En troisième lieu, l’aide mutuelle dans la vie conjugale a une dimension christocentrique puis qu’elle favorise les conjoints à avancer «sur le chemin vers une amitié plus pleine avec le Seigneur»en vue de leur sanctification. En effet, bien que l’aide mutuelle entre les conjoints ne comprenne pas seulement l’appui mutuel et le perfectionnement de la nature humaine, elle doit viser plus haut. Selon Pie XII, l’aide mutuelle

doit viser à ce que les époux s’aident réciproquement à former et à perfectionner chaque jour davantage en eux l’homme intérieur : leurs rapports quotidiens les aideront ainsi à progresser jour après jour dans la pratique des vertus, à grandir surtout dans la vraie charité envers Dieu et envers le prochain.

Les conjoints doivent cheminer et s’entraider ainsi en vue de leur propre sanctification jusqu’à ce qu’ils deviennent Saints comme notre Père Céleste est Saint (Mt 5, 48). La Sainteté est l’objectif principal de l’aide mutuelle dans la vie conjugale.

1.1.2. Le remède à la concupiscence

Outre le soutien mutuel que nous venons d’expliquer, le bien des conjoints constitue un autre élément essentiel. C’est le remède à la concupiscence. Dans le Code de 1917, le remède à la concupiscence était classé au deuxième rang des fins du mariage.

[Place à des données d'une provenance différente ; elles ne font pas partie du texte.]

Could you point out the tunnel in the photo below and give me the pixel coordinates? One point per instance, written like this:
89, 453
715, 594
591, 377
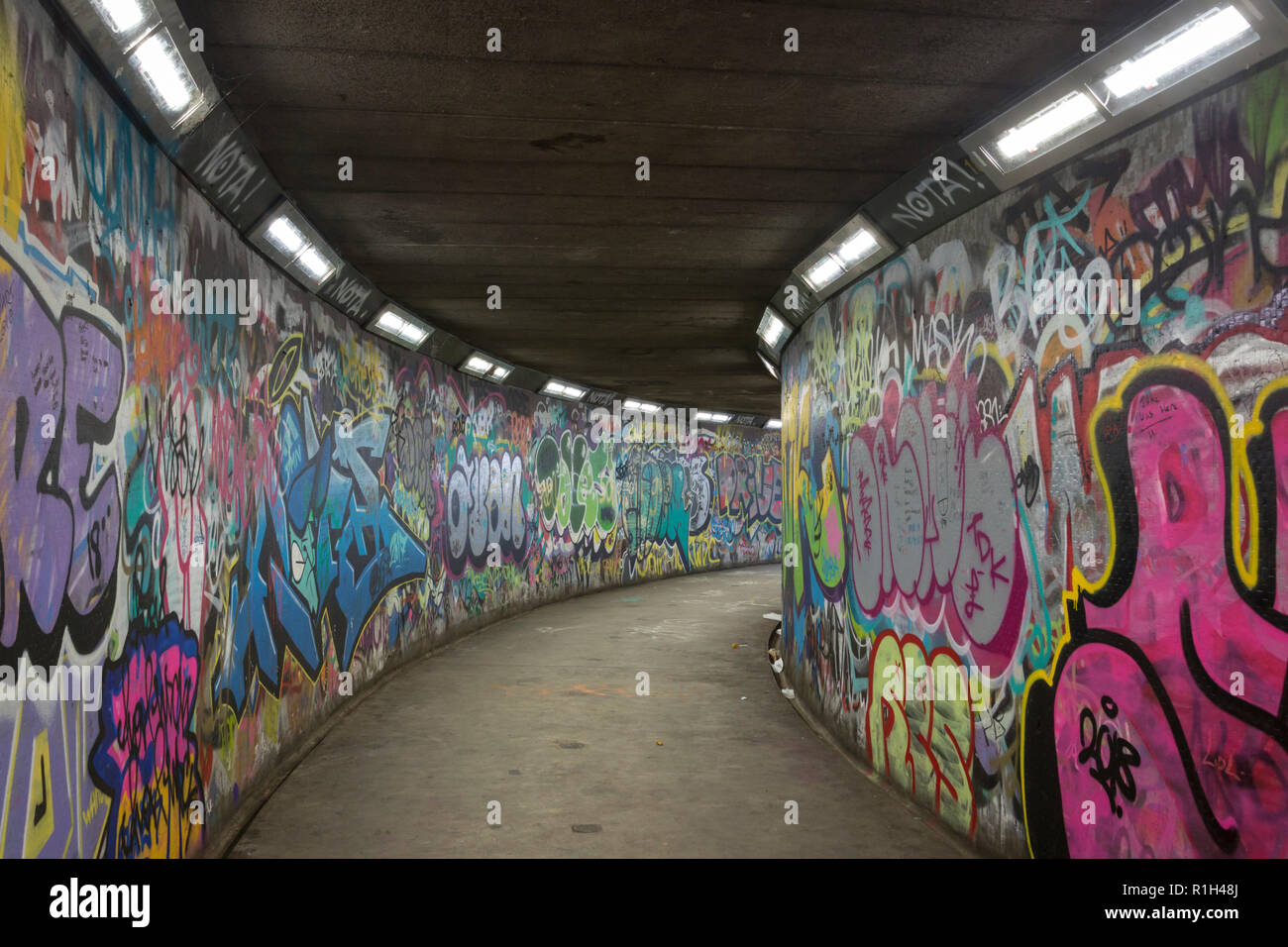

Cela constitue la doctrine de la hiérarchisation des fins du mariage propre au pontificat de Pie XI 20 et celui de Pie XII. Mais le Code en vigueur ne le mentionne plus. Les canonistes et les théologiens estiment aujourd’hui que le remède à la concupiscence fait partie du bien des conjoints.

Le fondement de cette finalité du mariage apparaît dans la première épître de Saint Paul aux Corinthiens où il conseille aux célibataires, aux veuves et aux veufs qui ne peuvent pas s’astreindre à la continence, de se marier afin d’éviter les dérèglements de la concupiscence et «de brûler de ses feux» (Cfr 1 Co 7, 1-8).

L’intime communion de vie entre les conjoints permet «un apaisement, dans les rapports conjugaux et dans l’affection réciproque, des besoins de la chair et de ceux du cœur, qui assure l’équilibre de vie et prémunit contre les excès des appétits déréglés, ‘sedatio concupiscentiae’».

1.2. La procréation et l’éducation des enfants

Après avoir formé le premier couple humain en vue de mener d’abord une intime communion de vie, Dieu a ensuite donné aux conjoints ce précepte: «Soyez féconds, multipliez, emplissez la terre» (Gn 1, 28). Ainsi Dieu a-t-il voulu leur donner une participation spéciale dans son œuvre créatrice. Le «Créateur a voulu que l’homme et la femme participent à l’œuvre de sa création et il en a fait en même temps des instruments de son amour, leur confiant la responsabilité de l’avenir de l’humanité à travers la transmission de vie». Cependant, il ne faut pas concevoir cette procréation des individus humains comme la conservation de l’espèce dans le temps et l’espace. Sinon, il n’y aurait pas une différence entre la transmission de la vie humaine et celle de la vie animale pour le cas des bêtes sauvages et des animaux domestiques.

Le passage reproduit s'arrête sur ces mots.